Она осталась одна на кладбище. Ветер гнал по земле сухие листья. Она стояла и смотрела на свежий холмик, под которым лежал человек, всю жизнь бывший «прахом и тенью». И в тот момент Анна приняла решение, которое переломило ее судьбу.

Она больше не будет прахом. Она больше не будет тенью. Она будет жить. Она найдет способ вырваться из этого круга. Она уедет из Цюриха. Устроится где-нибудь, где ее не знают. Начнет всё заново. Может быть, даже выйдет замуж — за простого, но честного человека, который не бросит.

Решение было принято. Но жизнь, как всегда, внесла свои коррективы.

До встречи с наемным солдатом, чье имя история не сохранила, оставалось шесть лет. До рождения первого ребенка — семь. До позорного столба, на котором ее выставят за детоубийство, — восемь. До суда в Гларусе, который назовет ее ведьмой, — почти тридцать.

Но цепь этих событий уже начала раскручиваться. Медленно, как точильный круг, который всё еще вертится в ее памяти. Скрипит, выбрасывает искры и точит лезвие.

И оно однажды упадет.

Глава 3. Тайна под сердцем

Цюрих, 1765 год. Год, когда всё рухнуло.

Ему было, наверное, лет тридцать.
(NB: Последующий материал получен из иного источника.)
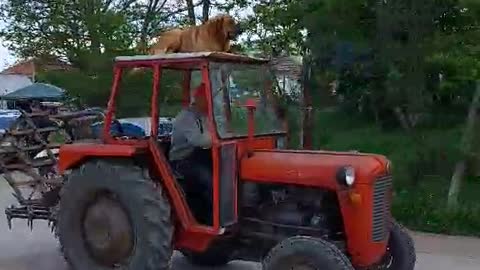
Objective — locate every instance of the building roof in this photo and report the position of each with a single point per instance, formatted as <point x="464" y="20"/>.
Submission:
<point x="36" y="91"/>
<point x="219" y="56"/>
<point x="29" y="66"/>
<point x="12" y="82"/>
Может, тридцать два. Анна никогда не спрашивала точно, а он не говорил. Он носил синий мундир наемного солдата — одного из тех, кого швейцарские кантоны поставляли в армии Европы, как соседние крестьяне поставляли сыр. Высокий, широкоплечий, с обветренным лицом и шрамом над левой бровью. От него пахло кожей, табаком и чем-то еще — терпким, мужским, незнакомым.

Он появился в Цюрихе весной 1765 года, когда Анне был тридцать один год и она служила в доме зажиточного пекаря на окраине города. Его полк остановился на постой перед отправкой в очередную кампанию — не то в Италию, не то во Фландрию, он и сам толком не знал. Солдаты заполнили таверны, рынки и церковные паперти. Город гудел, как улей. Женщины прятали дочерей, трактирщики потирали руки, а городская стража удвоила ночные обходы.

Анна встретила его у колодца. Она набирала воду, он подошел напиться. Протянул руку к ведру — и замер, увидев ее лицо.

— Простите, фройляйн, — сказал он, и его немецкий звучал грубовато, с чужим акцентом. — Я не хотел вас напугать.

— Я не пугливая, — ответила Анна, не поднимая глаз.

— Это я уже понял.

Он улыбнулся, и шрам над бровью изогнулся, делая его лицо не страшным, а трогательным. Анна почувствовала, как внутри что-то шевельнулось — давно забытое, похороненное после Лукаса.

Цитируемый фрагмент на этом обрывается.